Sony DSC-V3 colour processed

In keeping with my current exploration of what I can get out of my Sony DSC-V3 I’ve been using it a lot more lately.  In combination with Lightroom 3’s new noise processing and shooting in RAW I am able to get good clean images that I am pleased with.  I can even get some depth of field separation when I use the camera in certain ways.  With the lens zoomed most of the way out and by forcing the smallest available aperture I can get a shallow enough depth of field and quite good bokeh.  Of course once I had my nice clean images I processed them in a way that defeated the whole purpose.

3 Responses to “Sony DSC-V3 colour processed”
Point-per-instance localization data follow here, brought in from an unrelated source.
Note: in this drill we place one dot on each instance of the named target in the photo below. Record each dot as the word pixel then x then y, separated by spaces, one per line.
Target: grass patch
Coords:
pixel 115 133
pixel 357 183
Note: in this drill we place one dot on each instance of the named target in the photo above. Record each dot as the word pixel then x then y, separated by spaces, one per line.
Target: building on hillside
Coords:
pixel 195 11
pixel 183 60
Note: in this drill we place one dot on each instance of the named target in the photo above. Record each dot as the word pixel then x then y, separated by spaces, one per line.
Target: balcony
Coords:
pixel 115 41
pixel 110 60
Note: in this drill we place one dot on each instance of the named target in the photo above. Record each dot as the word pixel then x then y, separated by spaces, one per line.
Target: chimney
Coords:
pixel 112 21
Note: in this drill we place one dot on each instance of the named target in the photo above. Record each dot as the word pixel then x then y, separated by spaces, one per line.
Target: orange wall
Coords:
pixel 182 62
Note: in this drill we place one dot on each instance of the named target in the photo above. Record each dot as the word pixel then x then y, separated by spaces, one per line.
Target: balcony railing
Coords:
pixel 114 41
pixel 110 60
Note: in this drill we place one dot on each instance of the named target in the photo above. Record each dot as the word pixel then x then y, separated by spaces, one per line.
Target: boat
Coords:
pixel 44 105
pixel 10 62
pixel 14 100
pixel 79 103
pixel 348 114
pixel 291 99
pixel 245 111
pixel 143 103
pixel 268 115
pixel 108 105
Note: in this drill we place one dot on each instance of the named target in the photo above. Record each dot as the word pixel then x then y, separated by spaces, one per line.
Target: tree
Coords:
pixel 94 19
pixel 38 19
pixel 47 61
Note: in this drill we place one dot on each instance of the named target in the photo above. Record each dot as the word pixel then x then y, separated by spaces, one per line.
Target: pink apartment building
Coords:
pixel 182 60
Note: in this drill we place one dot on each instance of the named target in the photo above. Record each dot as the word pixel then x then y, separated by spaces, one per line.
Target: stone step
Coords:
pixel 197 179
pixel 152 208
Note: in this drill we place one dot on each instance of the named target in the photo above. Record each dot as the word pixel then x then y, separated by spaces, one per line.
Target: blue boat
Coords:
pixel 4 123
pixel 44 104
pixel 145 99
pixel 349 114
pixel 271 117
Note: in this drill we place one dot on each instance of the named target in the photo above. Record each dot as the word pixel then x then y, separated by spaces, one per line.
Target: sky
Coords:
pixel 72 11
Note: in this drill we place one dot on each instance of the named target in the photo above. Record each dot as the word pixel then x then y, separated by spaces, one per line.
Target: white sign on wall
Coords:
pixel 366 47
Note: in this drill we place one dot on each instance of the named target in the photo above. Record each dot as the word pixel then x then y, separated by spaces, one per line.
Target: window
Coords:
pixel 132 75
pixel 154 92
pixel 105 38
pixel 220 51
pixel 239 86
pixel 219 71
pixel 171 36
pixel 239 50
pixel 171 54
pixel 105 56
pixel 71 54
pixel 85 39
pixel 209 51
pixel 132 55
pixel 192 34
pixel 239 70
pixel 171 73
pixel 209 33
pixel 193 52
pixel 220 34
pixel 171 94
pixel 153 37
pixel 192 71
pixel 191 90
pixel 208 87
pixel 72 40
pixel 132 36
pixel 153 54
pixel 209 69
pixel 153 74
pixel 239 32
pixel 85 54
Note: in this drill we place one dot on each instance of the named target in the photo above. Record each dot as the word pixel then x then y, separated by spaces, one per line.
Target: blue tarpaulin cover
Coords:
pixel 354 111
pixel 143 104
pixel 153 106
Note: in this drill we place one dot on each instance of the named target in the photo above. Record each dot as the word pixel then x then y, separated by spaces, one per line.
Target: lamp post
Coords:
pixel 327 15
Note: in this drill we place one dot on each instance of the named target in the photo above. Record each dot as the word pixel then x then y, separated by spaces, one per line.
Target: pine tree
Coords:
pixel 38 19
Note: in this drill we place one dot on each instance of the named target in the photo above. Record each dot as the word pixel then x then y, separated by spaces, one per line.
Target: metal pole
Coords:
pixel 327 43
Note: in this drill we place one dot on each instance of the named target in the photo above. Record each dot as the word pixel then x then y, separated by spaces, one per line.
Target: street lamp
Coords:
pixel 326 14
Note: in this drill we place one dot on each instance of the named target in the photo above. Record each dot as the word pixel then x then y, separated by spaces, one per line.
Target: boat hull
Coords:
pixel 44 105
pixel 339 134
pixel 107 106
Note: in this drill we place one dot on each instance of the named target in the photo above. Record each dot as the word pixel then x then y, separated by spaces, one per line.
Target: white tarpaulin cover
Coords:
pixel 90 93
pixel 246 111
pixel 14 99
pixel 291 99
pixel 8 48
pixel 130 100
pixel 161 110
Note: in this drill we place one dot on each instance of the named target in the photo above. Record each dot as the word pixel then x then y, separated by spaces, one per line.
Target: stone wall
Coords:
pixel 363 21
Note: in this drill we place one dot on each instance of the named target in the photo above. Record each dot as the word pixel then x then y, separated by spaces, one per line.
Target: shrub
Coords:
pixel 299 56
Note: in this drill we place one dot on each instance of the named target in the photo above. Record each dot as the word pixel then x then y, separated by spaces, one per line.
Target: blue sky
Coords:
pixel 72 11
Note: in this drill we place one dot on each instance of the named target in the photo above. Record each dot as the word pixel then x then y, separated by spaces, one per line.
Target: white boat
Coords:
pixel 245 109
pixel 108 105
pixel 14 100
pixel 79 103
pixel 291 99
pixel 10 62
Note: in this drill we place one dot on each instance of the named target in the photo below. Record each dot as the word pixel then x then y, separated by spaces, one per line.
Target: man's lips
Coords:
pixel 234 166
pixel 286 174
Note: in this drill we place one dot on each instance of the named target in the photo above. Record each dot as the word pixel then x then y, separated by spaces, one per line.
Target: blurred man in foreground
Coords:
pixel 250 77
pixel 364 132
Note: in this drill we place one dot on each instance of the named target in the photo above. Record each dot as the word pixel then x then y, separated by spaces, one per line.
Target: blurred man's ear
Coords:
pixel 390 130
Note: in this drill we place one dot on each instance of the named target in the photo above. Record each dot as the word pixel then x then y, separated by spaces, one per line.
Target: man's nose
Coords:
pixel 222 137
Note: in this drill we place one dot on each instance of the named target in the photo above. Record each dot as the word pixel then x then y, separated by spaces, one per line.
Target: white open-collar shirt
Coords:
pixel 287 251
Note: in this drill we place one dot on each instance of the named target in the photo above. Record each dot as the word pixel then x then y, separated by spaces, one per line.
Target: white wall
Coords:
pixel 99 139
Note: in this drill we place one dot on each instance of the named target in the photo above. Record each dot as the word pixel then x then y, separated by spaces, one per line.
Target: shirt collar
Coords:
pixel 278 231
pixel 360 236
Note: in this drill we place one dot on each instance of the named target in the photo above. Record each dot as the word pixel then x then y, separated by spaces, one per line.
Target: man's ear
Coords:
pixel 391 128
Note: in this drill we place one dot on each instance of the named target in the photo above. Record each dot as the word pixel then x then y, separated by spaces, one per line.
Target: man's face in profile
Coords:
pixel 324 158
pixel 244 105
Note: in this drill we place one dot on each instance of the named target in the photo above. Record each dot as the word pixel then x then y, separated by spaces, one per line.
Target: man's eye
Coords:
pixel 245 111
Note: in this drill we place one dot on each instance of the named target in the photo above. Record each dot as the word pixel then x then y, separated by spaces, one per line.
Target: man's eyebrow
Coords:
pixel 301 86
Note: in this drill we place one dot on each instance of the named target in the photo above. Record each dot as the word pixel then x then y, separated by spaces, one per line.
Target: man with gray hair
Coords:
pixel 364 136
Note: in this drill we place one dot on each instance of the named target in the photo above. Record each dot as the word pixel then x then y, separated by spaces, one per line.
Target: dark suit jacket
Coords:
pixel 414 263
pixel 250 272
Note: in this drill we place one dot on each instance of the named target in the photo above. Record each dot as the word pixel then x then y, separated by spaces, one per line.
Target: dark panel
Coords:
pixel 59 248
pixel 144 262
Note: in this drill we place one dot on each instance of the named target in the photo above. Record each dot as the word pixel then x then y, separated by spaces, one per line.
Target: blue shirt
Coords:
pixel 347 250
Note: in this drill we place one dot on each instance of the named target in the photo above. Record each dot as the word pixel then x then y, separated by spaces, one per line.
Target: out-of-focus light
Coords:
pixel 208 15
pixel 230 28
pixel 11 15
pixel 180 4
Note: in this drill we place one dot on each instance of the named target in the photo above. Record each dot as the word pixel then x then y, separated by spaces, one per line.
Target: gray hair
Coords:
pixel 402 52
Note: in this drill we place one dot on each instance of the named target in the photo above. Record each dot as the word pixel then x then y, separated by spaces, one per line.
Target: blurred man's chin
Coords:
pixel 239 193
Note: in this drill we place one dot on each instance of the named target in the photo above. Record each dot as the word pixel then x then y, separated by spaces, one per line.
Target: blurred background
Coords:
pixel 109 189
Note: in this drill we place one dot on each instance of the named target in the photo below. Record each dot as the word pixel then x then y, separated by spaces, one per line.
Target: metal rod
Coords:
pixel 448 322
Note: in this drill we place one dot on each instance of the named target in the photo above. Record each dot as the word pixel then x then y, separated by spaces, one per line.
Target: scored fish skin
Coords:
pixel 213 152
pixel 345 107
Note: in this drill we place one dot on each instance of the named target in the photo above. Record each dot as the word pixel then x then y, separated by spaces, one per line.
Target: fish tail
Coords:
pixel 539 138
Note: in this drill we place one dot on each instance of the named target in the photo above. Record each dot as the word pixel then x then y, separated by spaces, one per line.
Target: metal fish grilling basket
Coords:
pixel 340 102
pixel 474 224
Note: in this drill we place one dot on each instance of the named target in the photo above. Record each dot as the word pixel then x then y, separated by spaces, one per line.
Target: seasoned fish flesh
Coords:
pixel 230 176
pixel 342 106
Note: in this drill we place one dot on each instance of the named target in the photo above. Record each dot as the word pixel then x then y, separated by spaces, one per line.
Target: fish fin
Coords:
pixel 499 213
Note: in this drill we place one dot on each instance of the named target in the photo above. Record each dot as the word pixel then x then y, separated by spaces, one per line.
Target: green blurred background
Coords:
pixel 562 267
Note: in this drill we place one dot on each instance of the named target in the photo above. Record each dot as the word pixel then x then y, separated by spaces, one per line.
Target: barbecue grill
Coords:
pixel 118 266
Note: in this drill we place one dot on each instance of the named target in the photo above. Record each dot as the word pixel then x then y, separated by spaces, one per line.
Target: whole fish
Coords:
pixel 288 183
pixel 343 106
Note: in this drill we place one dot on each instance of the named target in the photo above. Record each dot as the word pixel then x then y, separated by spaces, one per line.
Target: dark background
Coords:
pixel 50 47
  • Nikhil Ramkarran Says:

    I know exactly what you mean. I took a photo recently, deliberately using ISO100 (I usually keep it at 400) it ended up beautifully smooth and grain free. As soon as I got it in lightroom I used my medium grain b&w preset to mess it up a bit 🙂
    I find recently that I prefer the slight imperfections of a little grain, or a break in symmetry or a subtle tilt to a straight line. Gives the photo a relaxed feel that somehow makes it better.
    Sensational photos, as usual. I have to go with the solitary tree as my favourite this time.

  • dave Says:

    this is not a question necessarily related to your post, but do you know what the cross-processing setting in the k-5 is for? does the k-7 have that as well? what does cross processing do?
    anyway, i like the bark on the tree photo, what did you do to get that effect?

  • Wallace Says:

    Cross processing refers to developing film in chemicals intended for a different film type. The results are large changes in colour and colour casts. It’s an effect that I prefer to do post capture either in the camera or in Lightroom if I am going to do it at all. I was going to write a quick reply to your other question but it is better answered visually so I will do a quick post about that one.